Ensuite, au niveau des chansons, il y a essentiellement du moyen. Le rythme est à peu près toujours le même et si les paroles ne sont pas inintéressantes (tout du moins, pas niaises au possible… tousse La Reine des neiges tousse), les chansons s’enchaînent avec si peu de temps mort qu’aucune ne se détache vraiment du lot (exceptée celle de Frollo, mais c’est parce que c’est lui). Je trouvais dans le film d’animation précité qu’il y avait beaucoup de chansons (trop), mais là aussi et hormis « Infernale » et « Rien qu’un jour », les autres sont peu mémorables.


Puis, on poursuit avec le scénario. Pour information, je n’ai pas lu le texte d’origine et ça ne me manque pas (j’ai un gros souci avec le style hyper-descriptif de Hugo). D’ailleurs, certains crient au scandale parce que ça ne respecte pas le matériau d’origine. Pour rappel, il s’agit tout de même d’un Disney, autrement dit : un film à destination des enfants. Pour avoir lu Le dernier jour d’un condamné du même hauteur, cela ne m’étonne pas que le roman ait été édulcoré et simplifié (y’a des limites aux traumatismes infantiles). Donc, je ne taperai pas sur les doigts des scénaristes pour ça. Non, par contre, je leur remonterai les bretelles pour n’avoir pas su définir avec précision plein de « détails » plus ou moins cruciaux.

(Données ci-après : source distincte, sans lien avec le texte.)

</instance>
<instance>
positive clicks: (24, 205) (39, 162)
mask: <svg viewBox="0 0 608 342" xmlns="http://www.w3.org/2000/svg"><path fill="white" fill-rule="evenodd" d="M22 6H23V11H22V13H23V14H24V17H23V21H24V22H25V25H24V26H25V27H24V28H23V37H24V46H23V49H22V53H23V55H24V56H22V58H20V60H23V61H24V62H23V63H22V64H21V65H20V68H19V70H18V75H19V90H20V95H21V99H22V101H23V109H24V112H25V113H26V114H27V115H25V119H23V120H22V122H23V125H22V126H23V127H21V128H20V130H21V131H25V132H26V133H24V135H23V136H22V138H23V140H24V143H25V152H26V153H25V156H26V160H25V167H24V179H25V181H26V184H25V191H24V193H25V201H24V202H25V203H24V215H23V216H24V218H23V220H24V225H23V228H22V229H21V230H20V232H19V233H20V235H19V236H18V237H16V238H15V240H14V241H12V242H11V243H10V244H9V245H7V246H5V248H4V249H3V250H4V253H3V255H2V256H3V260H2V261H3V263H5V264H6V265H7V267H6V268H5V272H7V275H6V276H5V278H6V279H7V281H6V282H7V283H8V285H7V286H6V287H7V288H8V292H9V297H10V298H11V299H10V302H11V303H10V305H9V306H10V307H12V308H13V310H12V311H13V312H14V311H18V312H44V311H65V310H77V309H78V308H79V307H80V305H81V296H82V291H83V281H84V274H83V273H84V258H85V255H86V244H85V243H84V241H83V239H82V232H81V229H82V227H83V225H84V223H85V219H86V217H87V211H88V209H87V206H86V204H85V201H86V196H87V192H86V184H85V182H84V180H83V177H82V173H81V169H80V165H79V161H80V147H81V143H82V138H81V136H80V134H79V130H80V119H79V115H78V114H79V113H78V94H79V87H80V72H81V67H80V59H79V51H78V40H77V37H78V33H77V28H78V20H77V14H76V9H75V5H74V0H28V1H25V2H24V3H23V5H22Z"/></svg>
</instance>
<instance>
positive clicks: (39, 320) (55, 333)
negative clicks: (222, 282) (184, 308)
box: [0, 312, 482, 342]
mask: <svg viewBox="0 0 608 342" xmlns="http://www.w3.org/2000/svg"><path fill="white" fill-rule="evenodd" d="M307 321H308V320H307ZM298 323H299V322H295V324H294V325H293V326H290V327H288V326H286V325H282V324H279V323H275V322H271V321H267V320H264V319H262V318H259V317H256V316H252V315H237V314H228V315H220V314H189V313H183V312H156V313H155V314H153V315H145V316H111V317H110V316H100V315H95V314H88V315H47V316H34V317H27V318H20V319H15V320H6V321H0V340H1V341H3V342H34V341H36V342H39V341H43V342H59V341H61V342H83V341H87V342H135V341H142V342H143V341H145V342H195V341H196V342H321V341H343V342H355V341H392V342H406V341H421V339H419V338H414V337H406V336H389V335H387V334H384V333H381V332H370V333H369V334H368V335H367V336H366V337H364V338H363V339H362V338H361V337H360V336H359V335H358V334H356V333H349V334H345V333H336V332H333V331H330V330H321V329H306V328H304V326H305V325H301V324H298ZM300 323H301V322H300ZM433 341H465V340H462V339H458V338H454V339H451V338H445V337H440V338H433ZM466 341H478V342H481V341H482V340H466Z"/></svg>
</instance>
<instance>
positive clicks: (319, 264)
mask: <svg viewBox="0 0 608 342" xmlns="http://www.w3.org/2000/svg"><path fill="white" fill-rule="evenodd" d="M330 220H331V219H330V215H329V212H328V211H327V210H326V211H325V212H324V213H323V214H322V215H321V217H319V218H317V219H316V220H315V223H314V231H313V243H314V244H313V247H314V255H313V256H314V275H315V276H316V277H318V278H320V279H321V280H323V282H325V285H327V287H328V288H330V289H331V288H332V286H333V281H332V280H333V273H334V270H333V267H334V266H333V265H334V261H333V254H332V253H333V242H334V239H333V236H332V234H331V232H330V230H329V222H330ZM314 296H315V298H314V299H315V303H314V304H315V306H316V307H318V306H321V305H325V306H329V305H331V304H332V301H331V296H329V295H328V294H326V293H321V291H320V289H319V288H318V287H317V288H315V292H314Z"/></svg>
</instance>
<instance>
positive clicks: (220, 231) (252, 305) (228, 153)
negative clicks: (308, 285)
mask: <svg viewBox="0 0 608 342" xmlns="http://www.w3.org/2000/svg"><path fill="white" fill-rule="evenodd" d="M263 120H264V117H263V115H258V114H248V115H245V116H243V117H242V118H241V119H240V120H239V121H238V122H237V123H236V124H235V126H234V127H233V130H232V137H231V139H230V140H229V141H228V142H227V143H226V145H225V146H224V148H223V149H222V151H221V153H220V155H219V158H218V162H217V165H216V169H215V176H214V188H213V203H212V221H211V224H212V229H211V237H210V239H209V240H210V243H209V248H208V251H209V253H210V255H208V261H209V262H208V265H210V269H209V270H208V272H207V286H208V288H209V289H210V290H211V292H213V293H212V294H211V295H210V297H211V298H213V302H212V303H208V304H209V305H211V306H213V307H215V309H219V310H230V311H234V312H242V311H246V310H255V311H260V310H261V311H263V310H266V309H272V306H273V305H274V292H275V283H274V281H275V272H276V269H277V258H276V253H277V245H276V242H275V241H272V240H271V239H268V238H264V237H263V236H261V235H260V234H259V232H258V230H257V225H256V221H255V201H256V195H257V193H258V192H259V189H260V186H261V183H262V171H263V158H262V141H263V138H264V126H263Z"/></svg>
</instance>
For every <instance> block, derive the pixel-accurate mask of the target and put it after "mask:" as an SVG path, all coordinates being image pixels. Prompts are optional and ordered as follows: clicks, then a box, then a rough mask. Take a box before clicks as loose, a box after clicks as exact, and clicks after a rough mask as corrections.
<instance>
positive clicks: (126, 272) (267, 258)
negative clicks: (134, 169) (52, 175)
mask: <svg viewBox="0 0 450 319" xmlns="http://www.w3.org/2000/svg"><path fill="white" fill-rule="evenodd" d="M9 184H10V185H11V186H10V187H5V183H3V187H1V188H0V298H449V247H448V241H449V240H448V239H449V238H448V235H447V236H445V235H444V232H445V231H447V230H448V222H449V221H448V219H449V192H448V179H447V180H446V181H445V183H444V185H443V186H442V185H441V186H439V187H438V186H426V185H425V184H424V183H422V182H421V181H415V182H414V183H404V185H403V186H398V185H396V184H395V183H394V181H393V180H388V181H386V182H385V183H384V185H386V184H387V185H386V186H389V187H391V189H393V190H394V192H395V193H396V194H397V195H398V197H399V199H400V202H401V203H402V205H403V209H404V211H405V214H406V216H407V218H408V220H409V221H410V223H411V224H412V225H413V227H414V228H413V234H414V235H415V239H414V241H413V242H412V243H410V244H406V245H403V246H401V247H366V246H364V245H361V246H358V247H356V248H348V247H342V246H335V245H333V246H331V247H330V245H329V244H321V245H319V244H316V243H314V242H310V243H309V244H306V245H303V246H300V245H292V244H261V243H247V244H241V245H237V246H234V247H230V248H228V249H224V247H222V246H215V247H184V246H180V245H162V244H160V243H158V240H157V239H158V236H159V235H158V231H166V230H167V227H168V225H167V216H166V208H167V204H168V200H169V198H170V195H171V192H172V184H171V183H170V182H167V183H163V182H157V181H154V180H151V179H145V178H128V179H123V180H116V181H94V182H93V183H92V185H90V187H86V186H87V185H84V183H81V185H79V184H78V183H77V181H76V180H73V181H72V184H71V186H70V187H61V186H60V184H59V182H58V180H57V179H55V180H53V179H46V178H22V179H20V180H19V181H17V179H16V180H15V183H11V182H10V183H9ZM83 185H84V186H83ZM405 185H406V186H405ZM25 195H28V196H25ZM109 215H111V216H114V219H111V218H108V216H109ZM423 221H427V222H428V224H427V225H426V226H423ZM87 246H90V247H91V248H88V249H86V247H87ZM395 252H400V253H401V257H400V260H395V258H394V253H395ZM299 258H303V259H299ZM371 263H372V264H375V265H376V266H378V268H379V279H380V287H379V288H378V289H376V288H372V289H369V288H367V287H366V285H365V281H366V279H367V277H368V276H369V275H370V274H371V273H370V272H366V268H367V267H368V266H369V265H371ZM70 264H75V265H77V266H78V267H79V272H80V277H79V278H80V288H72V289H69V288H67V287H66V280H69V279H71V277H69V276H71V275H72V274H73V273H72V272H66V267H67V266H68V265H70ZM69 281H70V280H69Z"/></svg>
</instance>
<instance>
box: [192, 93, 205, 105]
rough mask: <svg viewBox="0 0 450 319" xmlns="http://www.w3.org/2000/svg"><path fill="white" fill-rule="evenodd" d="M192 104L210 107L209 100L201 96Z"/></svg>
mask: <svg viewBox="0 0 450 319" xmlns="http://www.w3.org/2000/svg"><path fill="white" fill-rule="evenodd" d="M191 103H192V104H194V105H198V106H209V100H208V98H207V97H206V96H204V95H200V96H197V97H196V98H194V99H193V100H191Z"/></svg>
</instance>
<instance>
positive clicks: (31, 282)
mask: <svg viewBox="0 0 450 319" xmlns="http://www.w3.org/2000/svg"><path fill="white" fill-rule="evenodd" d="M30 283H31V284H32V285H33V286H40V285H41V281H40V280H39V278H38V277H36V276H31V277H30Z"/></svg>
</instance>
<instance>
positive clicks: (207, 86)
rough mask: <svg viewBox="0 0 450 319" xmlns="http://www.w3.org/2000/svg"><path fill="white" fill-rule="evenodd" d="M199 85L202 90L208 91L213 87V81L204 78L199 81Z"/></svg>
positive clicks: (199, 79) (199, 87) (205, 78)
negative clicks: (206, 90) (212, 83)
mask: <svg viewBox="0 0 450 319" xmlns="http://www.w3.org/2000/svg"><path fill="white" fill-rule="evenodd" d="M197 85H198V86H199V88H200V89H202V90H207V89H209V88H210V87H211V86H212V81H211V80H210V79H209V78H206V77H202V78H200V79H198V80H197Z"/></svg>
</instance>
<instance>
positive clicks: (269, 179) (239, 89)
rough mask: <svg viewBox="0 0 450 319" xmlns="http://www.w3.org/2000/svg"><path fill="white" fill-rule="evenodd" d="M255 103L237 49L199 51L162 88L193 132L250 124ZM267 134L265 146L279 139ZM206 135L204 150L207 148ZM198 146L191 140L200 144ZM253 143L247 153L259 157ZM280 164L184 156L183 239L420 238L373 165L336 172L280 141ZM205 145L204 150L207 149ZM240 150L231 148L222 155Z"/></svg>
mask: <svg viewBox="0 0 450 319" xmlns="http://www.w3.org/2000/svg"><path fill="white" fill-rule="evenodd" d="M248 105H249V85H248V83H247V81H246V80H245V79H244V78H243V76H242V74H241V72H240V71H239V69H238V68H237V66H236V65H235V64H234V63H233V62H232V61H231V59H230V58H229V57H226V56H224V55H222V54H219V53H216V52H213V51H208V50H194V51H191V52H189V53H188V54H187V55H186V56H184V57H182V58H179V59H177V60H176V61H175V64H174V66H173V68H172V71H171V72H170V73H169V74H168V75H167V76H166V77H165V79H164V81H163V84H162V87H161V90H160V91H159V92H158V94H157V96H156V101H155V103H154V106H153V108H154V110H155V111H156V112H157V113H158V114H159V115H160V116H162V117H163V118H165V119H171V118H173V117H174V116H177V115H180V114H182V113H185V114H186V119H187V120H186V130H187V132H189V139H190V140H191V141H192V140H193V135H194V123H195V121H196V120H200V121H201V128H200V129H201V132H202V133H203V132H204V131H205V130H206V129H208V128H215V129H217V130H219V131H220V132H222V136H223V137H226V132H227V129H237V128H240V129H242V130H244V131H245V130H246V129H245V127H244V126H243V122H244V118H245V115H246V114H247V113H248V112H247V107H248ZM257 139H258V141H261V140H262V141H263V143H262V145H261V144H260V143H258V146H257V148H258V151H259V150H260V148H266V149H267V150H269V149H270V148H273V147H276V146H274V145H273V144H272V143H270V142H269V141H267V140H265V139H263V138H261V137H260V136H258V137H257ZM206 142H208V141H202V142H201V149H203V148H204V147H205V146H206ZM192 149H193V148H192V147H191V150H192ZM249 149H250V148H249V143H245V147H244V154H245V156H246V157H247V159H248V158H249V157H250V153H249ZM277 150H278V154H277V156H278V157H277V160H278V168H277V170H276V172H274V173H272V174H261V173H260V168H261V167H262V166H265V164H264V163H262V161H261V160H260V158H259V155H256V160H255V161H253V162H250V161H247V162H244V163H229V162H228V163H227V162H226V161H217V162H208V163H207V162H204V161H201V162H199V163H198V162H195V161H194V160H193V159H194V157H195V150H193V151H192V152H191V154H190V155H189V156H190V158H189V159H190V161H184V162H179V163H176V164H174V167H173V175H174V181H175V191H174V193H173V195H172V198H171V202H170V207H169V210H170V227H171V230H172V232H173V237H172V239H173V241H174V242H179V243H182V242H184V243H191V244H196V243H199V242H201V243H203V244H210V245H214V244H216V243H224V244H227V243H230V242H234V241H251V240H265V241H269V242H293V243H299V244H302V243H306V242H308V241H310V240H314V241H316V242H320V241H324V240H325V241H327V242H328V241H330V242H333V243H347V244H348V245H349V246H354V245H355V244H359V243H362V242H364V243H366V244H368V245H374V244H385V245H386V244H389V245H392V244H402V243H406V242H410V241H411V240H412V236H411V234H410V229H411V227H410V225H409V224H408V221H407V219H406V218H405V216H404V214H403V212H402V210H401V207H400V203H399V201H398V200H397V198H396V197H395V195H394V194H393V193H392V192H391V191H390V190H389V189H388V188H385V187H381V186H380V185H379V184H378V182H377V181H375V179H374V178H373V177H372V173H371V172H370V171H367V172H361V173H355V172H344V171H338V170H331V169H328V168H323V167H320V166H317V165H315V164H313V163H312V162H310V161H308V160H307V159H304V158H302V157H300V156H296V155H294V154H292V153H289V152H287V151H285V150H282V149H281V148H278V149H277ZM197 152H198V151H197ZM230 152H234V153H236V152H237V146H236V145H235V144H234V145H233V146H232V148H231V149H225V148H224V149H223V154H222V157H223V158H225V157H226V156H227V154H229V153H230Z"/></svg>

  • 1) Les gens connaissent-ils ou pas, d’apparence, le carillonneur de
    Notre-Dame ?


De la façon dont Clopin introduit le personnage, on a l’impression qu’il est reclus près des cloches et que personne ne l’a jamais vu, mais il sait qu’il se nomme Quasimodo et qu’il est difforme. Au Festival des Fous, personne ne le reconnaît jusqu’à ce qu’Esméralda tente de lui retirer ce qu’elle pense être un masque. Et enfin, quand Esméralda est enfermée malgré elle à Notre-Dame et que Quasimodo descend à sa rencontre, l’un des paroissiens lui fait remarquer qu’il n’a pas le droit d’être là (donc il le connaît même s’il ne l’a probablement jamais vu, puisque j’imagine mal le timide Quasimodo aller là où il n’a pas le droit d’être lorsque des gens sont là… Vous suivez ? ).



  • 2) Esméralda est-elle nouvelle en ville ou pas ?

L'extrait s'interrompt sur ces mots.